Question

In a young’s double slit experiment, the intensity at the central maximum is\[{I_0}\] . The intensity at a distance $\dfrac{\beta }{4}$ from the central maximum is ($\beta $ is fringe width)
A) \[{I_0}\]
B) $\dfrac{{{I_0}}}{2}$
C) $\dfrac{{{I_0}}}{{\sqrt 2 }}$
D) $\dfrac{{{I_0}}}{4}$

Answer 1

Hint:In this question, we can calculate the path difference using the fringe width formula. Path difference will be used in calculating the phase difference. After that we can calculate the resultant intensities using the formula $I = {I_1} + {I_2} + 2\sqrt {{I_1}{I_2}\cos \phi } $ for $\phi = 0$ and $\cos \phi = \dfrac{\pi }{2}$.

Complete step by step solution: -
According to the question, in a double slit experiment, the central maximum intensity$ = {I_0}$
We know that if a light of wavelength $\lambda $ is incident on the slits. Let \[d\] is the distance between the fringes and \[D\] is the distance between the slits and screen then the fringe width$\beta $ is given as-
$\beta = \dfrac{{\lambda D}}{d}$
But according to the question, if the distance is $y = \dfrac{\beta }{4}$ then we get the value of \[y\] after putting the value of $\beta $ .
 $
  y = \dfrac{\beta }{4} \\
   \Rightarrow y = \dfrac{{\lambda D}}{{4d}} \\
$
Now, in Young’s double slit experiment, the path difference$\Delta x$ is given by-
$\Delta x = \dfrac{{yd}}{D}$
Now putting the value of \[y\] in the above equation, we get-
$ \Rightarrow \Delta x = \left( {\dfrac{{\lambda D}}{{4d}}} \right)\dfrac{d}{D}$
On solving the above equation, we get-
$ \Rightarrow \Delta x = \dfrac{\lambda }{4}$
If $\phi $ is the phase difference corresponding to path difference $\dfrac{\lambda }{4}$, then the phase difference will be-
$\phi = \left( {\dfrac{{2\pi }}{\lambda }} \right)\Delta x$
Putting the value of $\Delta x$ in the above equation, we get-
$
   \Rightarrow \phi = \left( {\dfrac{{2\pi }}{\lambda }} \right)\dfrac{\lambda }{4} \\
   \Rightarrow \phi = \dfrac{\pi }{2} \\
$
Now, we know that the intensity due to interference is given by-
$I = {I_1} + {I_2} + 2\sqrt {{I_1}{I_2}\cos \phi } $
Where \[I\] is the resultant intensity of the two waves having intensities ${I_1}$ and ${I_2}$.
We know that at central maximum $\phi = 0$ and $I = {I_0}$ . Then let the intensity from each slit ${I_1} = {I_2} = {I_s}$
$ \Rightarrow {I_0} = {I_s} + {I_s} + 2\sqrt {{I_s}{I_s}} $
(As $\cos 0 = 1$ )
On simplifying it, we get-
$ \Rightarrow {I_0} = 4{I_s}$ …………………………..(i)
Now intensity at a distance $\dfrac{\beta }{4}$ is given by $\cos \phi = \dfrac{\pi }{2}$ , then putting this value, we get-
$I = {I_s} + {I_s} + 2\sqrt {{I_s}{I_s}\cos \dfrac{\pi }{2}} $
$ \Rightarrow I = 2{I_s}$ ………………………….(ii)
(As $\cos \dfrac{\pi }{2} = 0$ )
Now comparing equation (i) and (ii), we get-
$I = \dfrac{{{I_0}}}{2}$
Hence, the intensity at a distance $\dfrac{\beta }{4}$ from the central maximum is $I = \dfrac{{{I_0}}}{2}$.

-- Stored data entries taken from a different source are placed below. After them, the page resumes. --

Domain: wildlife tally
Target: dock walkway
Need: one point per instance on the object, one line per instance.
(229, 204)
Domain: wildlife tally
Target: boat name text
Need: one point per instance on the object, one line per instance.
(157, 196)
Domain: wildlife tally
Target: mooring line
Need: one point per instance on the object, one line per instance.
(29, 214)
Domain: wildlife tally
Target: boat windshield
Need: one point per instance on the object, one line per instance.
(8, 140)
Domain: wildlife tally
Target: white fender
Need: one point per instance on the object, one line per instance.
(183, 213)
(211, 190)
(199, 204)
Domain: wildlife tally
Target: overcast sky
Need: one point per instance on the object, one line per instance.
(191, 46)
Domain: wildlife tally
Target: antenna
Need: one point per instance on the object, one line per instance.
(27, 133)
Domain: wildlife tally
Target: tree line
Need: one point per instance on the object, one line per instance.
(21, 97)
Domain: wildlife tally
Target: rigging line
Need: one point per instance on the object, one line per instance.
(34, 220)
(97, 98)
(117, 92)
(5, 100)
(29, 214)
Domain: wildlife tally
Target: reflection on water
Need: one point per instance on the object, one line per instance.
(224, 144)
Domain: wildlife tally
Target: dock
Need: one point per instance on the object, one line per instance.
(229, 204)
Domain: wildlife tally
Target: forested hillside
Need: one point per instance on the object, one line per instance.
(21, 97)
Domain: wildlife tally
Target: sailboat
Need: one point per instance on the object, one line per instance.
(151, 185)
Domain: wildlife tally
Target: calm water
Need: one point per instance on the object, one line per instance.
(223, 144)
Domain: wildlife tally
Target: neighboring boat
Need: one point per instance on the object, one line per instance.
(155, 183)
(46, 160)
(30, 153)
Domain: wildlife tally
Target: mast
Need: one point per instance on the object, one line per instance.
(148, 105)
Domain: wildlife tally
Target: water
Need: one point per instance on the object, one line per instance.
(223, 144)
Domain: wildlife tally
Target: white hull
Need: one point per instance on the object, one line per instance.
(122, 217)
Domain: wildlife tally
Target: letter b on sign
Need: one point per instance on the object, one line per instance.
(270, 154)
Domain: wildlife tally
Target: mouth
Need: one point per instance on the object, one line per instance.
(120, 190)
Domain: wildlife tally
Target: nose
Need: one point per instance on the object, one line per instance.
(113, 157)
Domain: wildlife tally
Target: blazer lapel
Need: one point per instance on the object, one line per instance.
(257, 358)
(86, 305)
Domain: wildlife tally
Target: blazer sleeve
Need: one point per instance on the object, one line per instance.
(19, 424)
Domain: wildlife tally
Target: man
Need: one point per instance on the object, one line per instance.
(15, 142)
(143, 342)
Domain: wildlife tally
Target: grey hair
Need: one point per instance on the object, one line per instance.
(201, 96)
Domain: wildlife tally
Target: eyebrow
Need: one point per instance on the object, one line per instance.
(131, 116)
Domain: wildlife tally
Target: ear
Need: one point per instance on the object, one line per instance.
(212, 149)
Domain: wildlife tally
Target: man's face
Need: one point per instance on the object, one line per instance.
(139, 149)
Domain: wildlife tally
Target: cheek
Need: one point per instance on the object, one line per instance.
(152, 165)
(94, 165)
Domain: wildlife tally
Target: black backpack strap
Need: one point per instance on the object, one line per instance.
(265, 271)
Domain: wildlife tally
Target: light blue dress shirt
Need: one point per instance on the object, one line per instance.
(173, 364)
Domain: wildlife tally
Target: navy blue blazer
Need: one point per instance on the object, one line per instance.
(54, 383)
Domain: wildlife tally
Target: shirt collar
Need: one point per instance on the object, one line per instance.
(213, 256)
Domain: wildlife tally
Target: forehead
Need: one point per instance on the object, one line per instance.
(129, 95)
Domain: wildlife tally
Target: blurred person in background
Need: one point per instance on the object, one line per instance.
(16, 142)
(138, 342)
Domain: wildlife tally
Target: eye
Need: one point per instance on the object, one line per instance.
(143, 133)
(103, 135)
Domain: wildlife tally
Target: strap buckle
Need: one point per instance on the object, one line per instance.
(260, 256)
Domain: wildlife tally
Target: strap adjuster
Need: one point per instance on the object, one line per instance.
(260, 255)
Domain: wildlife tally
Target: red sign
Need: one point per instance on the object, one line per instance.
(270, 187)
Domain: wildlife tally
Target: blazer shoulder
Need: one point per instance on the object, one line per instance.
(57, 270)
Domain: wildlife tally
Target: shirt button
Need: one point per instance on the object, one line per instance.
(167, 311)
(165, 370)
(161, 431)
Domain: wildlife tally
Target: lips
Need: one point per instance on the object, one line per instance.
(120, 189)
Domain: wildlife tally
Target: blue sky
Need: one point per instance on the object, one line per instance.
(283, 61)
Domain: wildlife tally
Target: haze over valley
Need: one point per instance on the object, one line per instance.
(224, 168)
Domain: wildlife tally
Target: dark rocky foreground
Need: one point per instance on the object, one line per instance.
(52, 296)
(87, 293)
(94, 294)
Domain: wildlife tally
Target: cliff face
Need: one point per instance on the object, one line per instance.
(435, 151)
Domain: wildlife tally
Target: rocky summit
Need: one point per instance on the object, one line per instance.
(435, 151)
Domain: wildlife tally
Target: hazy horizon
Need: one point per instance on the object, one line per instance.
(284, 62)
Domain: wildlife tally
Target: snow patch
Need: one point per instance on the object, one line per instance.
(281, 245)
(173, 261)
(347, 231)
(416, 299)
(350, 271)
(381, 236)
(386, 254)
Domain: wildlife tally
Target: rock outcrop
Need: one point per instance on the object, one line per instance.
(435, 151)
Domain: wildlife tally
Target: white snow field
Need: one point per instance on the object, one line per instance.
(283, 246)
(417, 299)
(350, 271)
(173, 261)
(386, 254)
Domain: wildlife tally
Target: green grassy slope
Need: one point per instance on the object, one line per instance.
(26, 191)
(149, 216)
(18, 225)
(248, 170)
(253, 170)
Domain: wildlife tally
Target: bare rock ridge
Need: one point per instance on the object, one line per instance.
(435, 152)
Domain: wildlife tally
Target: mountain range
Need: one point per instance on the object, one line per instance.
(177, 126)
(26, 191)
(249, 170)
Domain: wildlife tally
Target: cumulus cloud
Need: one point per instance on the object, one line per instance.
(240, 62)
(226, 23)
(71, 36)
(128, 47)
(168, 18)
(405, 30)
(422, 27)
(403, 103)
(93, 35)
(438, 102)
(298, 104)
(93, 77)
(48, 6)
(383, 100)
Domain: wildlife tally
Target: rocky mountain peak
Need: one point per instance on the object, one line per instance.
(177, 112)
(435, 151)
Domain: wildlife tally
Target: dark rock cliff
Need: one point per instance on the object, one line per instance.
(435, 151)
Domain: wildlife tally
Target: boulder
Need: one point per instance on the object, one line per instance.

Therefore, option B is correct.

Note: - In this question, we have to keep in mind that two resultant intensities should be found for $\phi = 0$ and $\cos \phi = \dfrac{\pi }{2}$. These two intensities can be compared to find the required relation between the intensity of central maximum and the intensity at $y = \dfrac{\beta }{4}$. As it is a double slit experiment, the light source is monochromatic and the intensity is constant throughout the experiment whether it is incident on two slits or more.